# why disloyal denies



## moeman (Aug 12, 2010)

I understand (from first hand experience) that an EA or PA causes the disloyal spouse to deny: you're being insecure, you're making mountains out of mole, you're weak, nothing happened, etc. My questions is why do they go through this and don't come clean? If they do this to keep the marriage intact, how come they don't feel that this does quite the opposite and continue with it.

It has been six months since I discovered my W's EA, but despite the evidence she's still in denial. 

M.


----------



## blownaway (Dec 11, 2010)

I'm sorry you are here. 

As far as why the DS continues to deny, deny, deny, I believe it's because if they come clean they know they will either have to make a dramatic change of life (separation or divorce) or they will have to give up the fantasy of the affair. As my IC tells me, fantasy is an awfully powerful thing. We don't understand it because it's not rational - fantasy makes them irrational. My H denied and still does even though he was spotted out with the woman that there were rumors about for months. His story is that it "just started" after he moved out and we separated. He won't admit that it was the very reason that he moved out, told me that he loved me but wasn't in love with me, told me that he was confused and didn't know what he wanted, etc., etc. My IC says that this is common - they want everything - having the cake and eating it too - and lying and keeping their affairs a secret is the only way to get it.


----------



## pacmouse (Nov 27, 2008)

My H did this for a whole year too. Even after he told me our marriage was over... after we separated, after I got a lawyer... even after I had him served with divorce papers....he denied denied denied. I always wondered why he was denying it if he wanted a divorce and be to be with her. Why bother denying it? Admitting it would actually help move things along faster....right?

I don't know if I'm correct here, but I think it has to do with the "affair fog." In that, somewhere in the back of their mind, someplace separated from the fog, there is doubt. Like they almost know it is just a fantasy, but can't break free of the fog even though the part of the brain is trying to fight through the fog. It is like a drug.The fog gives them tunnel vision and they are not thinking about the ramifications of their actions. They just don't want their "high" to end.
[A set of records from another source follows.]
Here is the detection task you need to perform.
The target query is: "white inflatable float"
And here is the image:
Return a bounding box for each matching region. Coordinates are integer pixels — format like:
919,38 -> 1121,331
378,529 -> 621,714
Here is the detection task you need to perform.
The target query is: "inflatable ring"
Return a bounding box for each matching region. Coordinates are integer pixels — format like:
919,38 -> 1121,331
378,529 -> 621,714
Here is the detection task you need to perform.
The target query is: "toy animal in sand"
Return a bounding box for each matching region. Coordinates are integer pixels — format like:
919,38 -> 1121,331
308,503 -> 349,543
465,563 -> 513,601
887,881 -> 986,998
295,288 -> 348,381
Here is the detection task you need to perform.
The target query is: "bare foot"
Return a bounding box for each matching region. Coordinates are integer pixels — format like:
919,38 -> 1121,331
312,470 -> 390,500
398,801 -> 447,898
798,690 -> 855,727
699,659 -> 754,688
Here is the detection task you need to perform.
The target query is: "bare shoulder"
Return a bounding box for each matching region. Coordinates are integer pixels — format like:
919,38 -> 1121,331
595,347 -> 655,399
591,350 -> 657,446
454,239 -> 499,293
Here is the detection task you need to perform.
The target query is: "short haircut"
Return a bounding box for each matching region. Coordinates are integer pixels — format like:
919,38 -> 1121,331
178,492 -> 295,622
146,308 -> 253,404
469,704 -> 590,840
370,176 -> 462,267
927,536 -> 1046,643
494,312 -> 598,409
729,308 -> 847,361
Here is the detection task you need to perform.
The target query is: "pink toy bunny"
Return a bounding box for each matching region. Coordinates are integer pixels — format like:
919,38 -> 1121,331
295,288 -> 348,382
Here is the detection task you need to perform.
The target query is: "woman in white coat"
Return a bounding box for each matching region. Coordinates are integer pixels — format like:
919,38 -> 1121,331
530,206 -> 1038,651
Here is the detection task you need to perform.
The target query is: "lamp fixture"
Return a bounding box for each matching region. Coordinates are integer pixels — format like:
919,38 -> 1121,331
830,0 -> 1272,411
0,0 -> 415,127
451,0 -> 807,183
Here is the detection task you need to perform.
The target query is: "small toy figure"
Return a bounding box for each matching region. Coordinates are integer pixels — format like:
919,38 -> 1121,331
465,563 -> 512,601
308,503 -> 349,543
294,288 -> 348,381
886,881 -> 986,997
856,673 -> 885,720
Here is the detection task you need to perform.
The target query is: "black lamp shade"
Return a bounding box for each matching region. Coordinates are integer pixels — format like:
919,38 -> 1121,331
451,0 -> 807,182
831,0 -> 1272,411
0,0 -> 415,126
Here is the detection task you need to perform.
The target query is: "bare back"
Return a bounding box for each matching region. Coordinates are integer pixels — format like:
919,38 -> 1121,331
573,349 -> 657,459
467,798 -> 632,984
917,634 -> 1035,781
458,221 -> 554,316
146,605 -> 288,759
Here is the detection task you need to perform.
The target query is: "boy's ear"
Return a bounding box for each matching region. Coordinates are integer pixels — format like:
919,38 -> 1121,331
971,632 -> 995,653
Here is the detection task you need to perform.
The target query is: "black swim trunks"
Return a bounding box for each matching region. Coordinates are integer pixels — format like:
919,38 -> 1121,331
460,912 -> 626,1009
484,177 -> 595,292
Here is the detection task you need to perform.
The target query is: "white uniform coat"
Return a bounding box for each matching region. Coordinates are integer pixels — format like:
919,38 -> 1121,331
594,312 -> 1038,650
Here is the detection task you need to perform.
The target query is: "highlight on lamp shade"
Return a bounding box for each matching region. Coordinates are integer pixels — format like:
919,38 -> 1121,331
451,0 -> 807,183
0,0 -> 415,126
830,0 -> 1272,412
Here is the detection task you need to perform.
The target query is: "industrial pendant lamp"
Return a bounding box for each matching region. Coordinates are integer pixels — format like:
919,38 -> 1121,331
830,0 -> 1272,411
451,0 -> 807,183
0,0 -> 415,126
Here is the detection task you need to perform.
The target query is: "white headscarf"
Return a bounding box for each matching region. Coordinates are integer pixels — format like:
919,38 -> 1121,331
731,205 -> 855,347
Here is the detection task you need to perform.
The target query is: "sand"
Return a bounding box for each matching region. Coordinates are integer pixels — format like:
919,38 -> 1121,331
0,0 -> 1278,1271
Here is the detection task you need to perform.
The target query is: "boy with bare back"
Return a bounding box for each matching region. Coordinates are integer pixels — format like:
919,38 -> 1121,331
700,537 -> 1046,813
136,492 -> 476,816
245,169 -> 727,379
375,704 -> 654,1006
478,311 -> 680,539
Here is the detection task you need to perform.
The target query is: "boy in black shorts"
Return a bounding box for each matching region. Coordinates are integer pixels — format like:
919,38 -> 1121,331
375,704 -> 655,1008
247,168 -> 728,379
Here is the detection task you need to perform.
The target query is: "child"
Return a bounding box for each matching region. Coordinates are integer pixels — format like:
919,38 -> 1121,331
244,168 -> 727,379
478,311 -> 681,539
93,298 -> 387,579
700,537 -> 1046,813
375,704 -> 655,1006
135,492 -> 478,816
In my case, after my H got out of his fog, he explained that he was "out of his right mind." and didn't know what to do. That is where the whole "I love you, but I'm not IN love with you" comes in. I actually think that if you hear that from your spouse, there is hope for your marriage. Because, they don't know it at the time, but they do really love you and the fog is confusing their judgment. They lie and deny because the brain is fighting the fog. Does this make sense to anyone else?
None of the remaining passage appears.